Torchlight Fantasy Products was a company that produced small-scale three-dimensional resin dungeons for use with miniature figures.

==History==
Torchlight Fantasy Products was founded in 1983 by Matt Love in the United Kingdom, and produced cast resin accessory kits for use with fantasy role-playing games such as Dungeons & Dragons. Pieces included parts of dungeons such as corridors and walls, as well as chests, tables and chairs.

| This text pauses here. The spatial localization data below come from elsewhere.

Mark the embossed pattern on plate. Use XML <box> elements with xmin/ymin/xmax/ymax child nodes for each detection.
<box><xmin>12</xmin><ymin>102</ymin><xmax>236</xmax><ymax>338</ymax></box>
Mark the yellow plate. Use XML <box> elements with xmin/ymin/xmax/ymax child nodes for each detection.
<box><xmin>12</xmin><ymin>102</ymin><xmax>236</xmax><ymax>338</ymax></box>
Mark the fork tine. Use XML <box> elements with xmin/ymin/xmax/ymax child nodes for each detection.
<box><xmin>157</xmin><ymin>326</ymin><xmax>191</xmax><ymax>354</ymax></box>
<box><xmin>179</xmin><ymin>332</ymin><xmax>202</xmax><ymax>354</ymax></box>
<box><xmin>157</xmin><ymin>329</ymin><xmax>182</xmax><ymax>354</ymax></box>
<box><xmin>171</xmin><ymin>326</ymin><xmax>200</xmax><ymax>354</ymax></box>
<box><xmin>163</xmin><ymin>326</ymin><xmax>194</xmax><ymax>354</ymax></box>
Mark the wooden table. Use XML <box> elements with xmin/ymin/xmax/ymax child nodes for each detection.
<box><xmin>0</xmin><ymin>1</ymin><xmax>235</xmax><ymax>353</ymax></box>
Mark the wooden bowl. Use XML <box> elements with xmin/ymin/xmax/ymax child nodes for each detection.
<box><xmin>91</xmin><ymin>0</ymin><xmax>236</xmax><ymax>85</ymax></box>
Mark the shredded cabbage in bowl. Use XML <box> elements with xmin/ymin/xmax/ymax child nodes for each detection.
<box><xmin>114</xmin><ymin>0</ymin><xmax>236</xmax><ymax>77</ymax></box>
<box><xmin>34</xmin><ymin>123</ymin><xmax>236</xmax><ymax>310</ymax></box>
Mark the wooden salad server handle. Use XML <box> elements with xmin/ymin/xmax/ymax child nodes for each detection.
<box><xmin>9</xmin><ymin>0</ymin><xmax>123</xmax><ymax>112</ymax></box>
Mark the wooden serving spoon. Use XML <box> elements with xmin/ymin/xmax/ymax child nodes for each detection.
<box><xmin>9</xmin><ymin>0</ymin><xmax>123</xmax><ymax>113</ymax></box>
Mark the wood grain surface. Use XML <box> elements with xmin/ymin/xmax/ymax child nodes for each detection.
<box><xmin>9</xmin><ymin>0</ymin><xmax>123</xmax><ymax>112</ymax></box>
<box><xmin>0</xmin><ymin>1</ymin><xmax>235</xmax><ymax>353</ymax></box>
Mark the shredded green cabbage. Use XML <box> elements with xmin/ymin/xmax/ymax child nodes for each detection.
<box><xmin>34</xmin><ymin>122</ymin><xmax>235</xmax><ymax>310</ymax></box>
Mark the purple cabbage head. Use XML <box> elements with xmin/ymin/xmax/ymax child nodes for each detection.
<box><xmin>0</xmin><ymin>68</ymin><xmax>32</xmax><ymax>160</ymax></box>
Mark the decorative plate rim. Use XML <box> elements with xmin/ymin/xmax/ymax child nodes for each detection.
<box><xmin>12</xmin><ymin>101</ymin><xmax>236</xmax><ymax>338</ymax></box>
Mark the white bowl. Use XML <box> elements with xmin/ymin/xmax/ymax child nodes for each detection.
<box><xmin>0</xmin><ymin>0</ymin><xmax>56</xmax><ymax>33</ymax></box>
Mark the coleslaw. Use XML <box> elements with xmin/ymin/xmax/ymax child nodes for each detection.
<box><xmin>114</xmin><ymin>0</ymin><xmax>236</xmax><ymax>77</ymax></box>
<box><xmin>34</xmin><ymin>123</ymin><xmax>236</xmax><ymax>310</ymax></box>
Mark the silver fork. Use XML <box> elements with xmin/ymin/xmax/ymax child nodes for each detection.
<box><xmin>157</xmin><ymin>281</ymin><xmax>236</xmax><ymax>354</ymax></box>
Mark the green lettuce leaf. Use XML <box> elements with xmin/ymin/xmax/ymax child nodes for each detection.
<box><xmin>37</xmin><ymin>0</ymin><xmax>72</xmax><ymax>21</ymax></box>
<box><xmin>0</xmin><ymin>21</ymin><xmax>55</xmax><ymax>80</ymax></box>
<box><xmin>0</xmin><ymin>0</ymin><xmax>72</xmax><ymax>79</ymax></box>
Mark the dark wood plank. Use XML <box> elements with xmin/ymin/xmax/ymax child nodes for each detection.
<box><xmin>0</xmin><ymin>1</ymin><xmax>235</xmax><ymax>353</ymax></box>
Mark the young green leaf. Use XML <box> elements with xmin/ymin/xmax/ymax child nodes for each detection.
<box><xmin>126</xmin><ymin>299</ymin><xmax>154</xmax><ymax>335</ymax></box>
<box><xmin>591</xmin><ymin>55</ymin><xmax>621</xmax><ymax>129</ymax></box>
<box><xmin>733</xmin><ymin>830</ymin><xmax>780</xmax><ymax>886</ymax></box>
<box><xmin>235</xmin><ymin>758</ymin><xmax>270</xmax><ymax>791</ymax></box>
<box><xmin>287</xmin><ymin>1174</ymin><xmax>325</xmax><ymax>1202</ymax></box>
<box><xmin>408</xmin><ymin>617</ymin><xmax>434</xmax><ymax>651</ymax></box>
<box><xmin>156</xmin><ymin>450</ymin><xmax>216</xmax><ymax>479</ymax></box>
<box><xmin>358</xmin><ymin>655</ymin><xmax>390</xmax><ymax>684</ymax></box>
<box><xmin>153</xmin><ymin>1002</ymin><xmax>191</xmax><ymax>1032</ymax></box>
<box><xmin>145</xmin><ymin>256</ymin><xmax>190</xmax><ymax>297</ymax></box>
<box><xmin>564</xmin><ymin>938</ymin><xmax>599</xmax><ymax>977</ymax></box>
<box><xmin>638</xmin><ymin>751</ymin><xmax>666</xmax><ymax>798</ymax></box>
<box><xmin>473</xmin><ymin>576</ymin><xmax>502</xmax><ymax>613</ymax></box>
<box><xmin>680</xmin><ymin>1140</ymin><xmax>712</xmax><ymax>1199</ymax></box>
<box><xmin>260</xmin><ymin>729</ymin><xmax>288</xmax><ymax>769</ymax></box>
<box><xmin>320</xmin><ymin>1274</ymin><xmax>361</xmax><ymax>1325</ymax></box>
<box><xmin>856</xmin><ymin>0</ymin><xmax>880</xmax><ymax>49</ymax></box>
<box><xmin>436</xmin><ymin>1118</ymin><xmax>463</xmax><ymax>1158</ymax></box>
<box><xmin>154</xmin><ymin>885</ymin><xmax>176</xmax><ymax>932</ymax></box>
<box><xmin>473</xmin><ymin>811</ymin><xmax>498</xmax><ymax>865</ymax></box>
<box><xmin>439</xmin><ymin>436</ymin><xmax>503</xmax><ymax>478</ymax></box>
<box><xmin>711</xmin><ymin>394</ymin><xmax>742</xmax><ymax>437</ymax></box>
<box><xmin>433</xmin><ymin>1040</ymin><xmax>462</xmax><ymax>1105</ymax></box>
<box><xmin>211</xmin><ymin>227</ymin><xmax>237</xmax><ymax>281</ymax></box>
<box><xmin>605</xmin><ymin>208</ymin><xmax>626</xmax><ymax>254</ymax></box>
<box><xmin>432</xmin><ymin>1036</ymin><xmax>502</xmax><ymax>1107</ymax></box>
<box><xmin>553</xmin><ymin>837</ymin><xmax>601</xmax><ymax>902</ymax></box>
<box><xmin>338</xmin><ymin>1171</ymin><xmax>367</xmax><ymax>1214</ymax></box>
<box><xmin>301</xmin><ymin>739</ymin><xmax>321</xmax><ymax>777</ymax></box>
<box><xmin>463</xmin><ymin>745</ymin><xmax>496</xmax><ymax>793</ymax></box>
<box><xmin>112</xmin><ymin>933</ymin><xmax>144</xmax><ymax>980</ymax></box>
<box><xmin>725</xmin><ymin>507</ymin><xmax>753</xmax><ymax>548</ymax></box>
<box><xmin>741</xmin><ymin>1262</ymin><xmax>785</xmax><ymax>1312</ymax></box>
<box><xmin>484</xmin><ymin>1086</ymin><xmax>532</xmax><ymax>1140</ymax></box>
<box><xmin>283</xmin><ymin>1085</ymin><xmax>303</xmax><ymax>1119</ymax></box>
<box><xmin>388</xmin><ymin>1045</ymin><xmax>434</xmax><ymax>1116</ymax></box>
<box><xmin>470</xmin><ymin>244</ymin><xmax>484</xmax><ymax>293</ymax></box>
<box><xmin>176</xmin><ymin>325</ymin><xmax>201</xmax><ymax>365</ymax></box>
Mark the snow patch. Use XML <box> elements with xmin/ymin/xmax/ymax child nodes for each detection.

The company sold its assets in 1986 and went out of business.

==Reception==
In the March 1985 edition of White Dwarf (Issue 63), Joe Dever and Gary Chalk noted that these products were "cast in resin, which has many advantageous properties, [being] more resilient that stone-cast material, and far lighter." They called the line of products "comprehensive" and easy to paint, concluding that "many of the items such as doors, windows, chests and beds, can be used in conjunction with normal 2-D floor plans."

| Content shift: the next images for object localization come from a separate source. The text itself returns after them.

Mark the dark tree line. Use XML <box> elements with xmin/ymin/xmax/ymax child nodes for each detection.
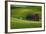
<box><xmin>26</xmin><ymin>14</ymin><xmax>41</xmax><ymax>21</ymax></box>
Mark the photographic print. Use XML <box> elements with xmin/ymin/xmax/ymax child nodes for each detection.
<box><xmin>5</xmin><ymin>1</ymin><xmax>45</xmax><ymax>33</ymax></box>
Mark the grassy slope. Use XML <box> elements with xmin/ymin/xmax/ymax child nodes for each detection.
<box><xmin>11</xmin><ymin>17</ymin><xmax>42</xmax><ymax>29</ymax></box>
<box><xmin>11</xmin><ymin>6</ymin><xmax>42</xmax><ymax>29</ymax></box>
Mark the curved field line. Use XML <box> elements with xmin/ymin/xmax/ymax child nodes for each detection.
<box><xmin>11</xmin><ymin>18</ymin><xmax>41</xmax><ymax>23</ymax></box>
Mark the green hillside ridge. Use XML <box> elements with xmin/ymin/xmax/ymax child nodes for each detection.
<box><xmin>10</xmin><ymin>5</ymin><xmax>42</xmax><ymax>29</ymax></box>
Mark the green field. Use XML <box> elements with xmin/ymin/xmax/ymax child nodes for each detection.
<box><xmin>10</xmin><ymin>5</ymin><xmax>42</xmax><ymax>29</ymax></box>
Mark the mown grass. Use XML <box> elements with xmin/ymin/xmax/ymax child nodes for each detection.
<box><xmin>11</xmin><ymin>17</ymin><xmax>42</xmax><ymax>29</ymax></box>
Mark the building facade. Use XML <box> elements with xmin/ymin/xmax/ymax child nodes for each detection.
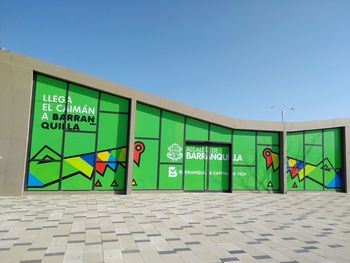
<box><xmin>0</xmin><ymin>51</ymin><xmax>349</xmax><ymax>196</ymax></box>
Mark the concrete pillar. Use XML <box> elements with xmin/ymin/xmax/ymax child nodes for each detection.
<box><xmin>280</xmin><ymin>130</ymin><xmax>287</xmax><ymax>194</ymax></box>
<box><xmin>344</xmin><ymin>126</ymin><xmax>350</xmax><ymax>193</ymax></box>
<box><xmin>125</xmin><ymin>98</ymin><xmax>136</xmax><ymax>195</ymax></box>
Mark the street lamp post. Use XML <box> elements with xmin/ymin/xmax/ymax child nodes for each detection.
<box><xmin>270</xmin><ymin>106</ymin><xmax>295</xmax><ymax>123</ymax></box>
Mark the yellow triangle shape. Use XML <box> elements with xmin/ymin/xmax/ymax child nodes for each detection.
<box><xmin>97</xmin><ymin>151</ymin><xmax>110</xmax><ymax>162</ymax></box>
<box><xmin>288</xmin><ymin>159</ymin><xmax>297</xmax><ymax>167</ymax></box>
<box><xmin>272</xmin><ymin>153</ymin><xmax>279</xmax><ymax>170</ymax></box>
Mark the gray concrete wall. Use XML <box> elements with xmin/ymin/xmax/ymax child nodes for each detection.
<box><xmin>1</xmin><ymin>51</ymin><xmax>349</xmax><ymax>195</ymax></box>
<box><xmin>0</xmin><ymin>53</ymin><xmax>33</xmax><ymax>195</ymax></box>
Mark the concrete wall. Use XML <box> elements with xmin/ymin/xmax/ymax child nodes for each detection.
<box><xmin>0</xmin><ymin>53</ymin><xmax>33</xmax><ymax>195</ymax></box>
<box><xmin>1</xmin><ymin>51</ymin><xmax>349</xmax><ymax>195</ymax></box>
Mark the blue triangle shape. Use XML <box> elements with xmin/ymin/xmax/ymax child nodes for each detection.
<box><xmin>28</xmin><ymin>173</ymin><xmax>44</xmax><ymax>187</ymax></box>
<box><xmin>327</xmin><ymin>172</ymin><xmax>342</xmax><ymax>188</ymax></box>
<box><xmin>80</xmin><ymin>153</ymin><xmax>95</xmax><ymax>167</ymax></box>
<box><xmin>108</xmin><ymin>152</ymin><xmax>116</xmax><ymax>162</ymax></box>
<box><xmin>107</xmin><ymin>162</ymin><xmax>118</xmax><ymax>171</ymax></box>
<box><xmin>296</xmin><ymin>161</ymin><xmax>305</xmax><ymax>170</ymax></box>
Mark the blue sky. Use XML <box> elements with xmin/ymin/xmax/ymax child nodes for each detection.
<box><xmin>1</xmin><ymin>0</ymin><xmax>349</xmax><ymax>122</ymax></box>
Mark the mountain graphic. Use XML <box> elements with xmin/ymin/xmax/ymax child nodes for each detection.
<box><xmin>27</xmin><ymin>142</ymin><xmax>145</xmax><ymax>189</ymax></box>
<box><xmin>265</xmin><ymin>148</ymin><xmax>343</xmax><ymax>189</ymax></box>
<box><xmin>30</xmin><ymin>145</ymin><xmax>61</xmax><ymax>161</ymax></box>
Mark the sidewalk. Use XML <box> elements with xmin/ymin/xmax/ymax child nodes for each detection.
<box><xmin>0</xmin><ymin>192</ymin><xmax>349</xmax><ymax>262</ymax></box>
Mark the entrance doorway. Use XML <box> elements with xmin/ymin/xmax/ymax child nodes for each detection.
<box><xmin>184</xmin><ymin>142</ymin><xmax>231</xmax><ymax>192</ymax></box>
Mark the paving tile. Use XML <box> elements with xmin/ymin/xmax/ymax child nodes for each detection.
<box><xmin>0</xmin><ymin>193</ymin><xmax>349</xmax><ymax>262</ymax></box>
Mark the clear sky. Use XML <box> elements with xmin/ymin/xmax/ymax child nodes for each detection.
<box><xmin>1</xmin><ymin>0</ymin><xmax>349</xmax><ymax>122</ymax></box>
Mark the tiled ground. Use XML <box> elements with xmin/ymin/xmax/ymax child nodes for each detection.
<box><xmin>0</xmin><ymin>192</ymin><xmax>349</xmax><ymax>263</ymax></box>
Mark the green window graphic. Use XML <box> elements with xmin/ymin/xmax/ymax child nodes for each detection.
<box><xmin>28</xmin><ymin>75</ymin><xmax>66</xmax><ymax>190</ymax></box>
<box><xmin>159</xmin><ymin>111</ymin><xmax>185</xmax><ymax>190</ymax></box>
<box><xmin>286</xmin><ymin>132</ymin><xmax>304</xmax><ymax>190</ymax></box>
<box><xmin>286</xmin><ymin>129</ymin><xmax>343</xmax><ymax>191</ymax></box>
<box><xmin>135</xmin><ymin>103</ymin><xmax>160</xmax><ymax>138</ymax></box>
<box><xmin>133</xmin><ymin>103</ymin><xmax>161</xmax><ymax>190</ymax></box>
<box><xmin>210</xmin><ymin>124</ymin><xmax>231</xmax><ymax>143</ymax></box>
<box><xmin>160</xmin><ymin>111</ymin><xmax>185</xmax><ymax>164</ymax></box>
<box><xmin>184</xmin><ymin>145</ymin><xmax>208</xmax><ymax>191</ymax></box>
<box><xmin>133</xmin><ymin>102</ymin><xmax>281</xmax><ymax>192</ymax></box>
<box><xmin>232</xmin><ymin>130</ymin><xmax>256</xmax><ymax>190</ymax></box>
<box><xmin>232</xmin><ymin>131</ymin><xmax>280</xmax><ymax>191</ymax></box>
<box><xmin>27</xmin><ymin>74</ymin><xmax>130</xmax><ymax>191</ymax></box>
<box><xmin>208</xmin><ymin>145</ymin><xmax>230</xmax><ymax>191</ymax></box>
<box><xmin>257</xmin><ymin>132</ymin><xmax>280</xmax><ymax>191</ymax></box>
<box><xmin>186</xmin><ymin>118</ymin><xmax>209</xmax><ymax>141</ymax></box>
<box><xmin>61</xmin><ymin>132</ymin><xmax>97</xmax><ymax>190</ymax></box>
<box><xmin>159</xmin><ymin>164</ymin><xmax>183</xmax><ymax>190</ymax></box>
<box><xmin>183</xmin><ymin>144</ymin><xmax>230</xmax><ymax>191</ymax></box>
<box><xmin>132</xmin><ymin>140</ymin><xmax>159</xmax><ymax>190</ymax></box>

In the September 1983 edition of Imagine (Issue 6), Ian J. Knight was impressed by the sheer variety of pieces available, saying that this was "sufficient to allow for most possibilities, and when assembled and painted the sets do look most attractive." He concluded "In all, a very useful range which will add a degree of visual realism."

Doug Cowie reviewed Torchlight Dungeon Models for Imagine magazine, and stated that "these are excellent models, rather fragile in some circumstances and with limited appeal to those who wish to play D&D in extensive and varied settings."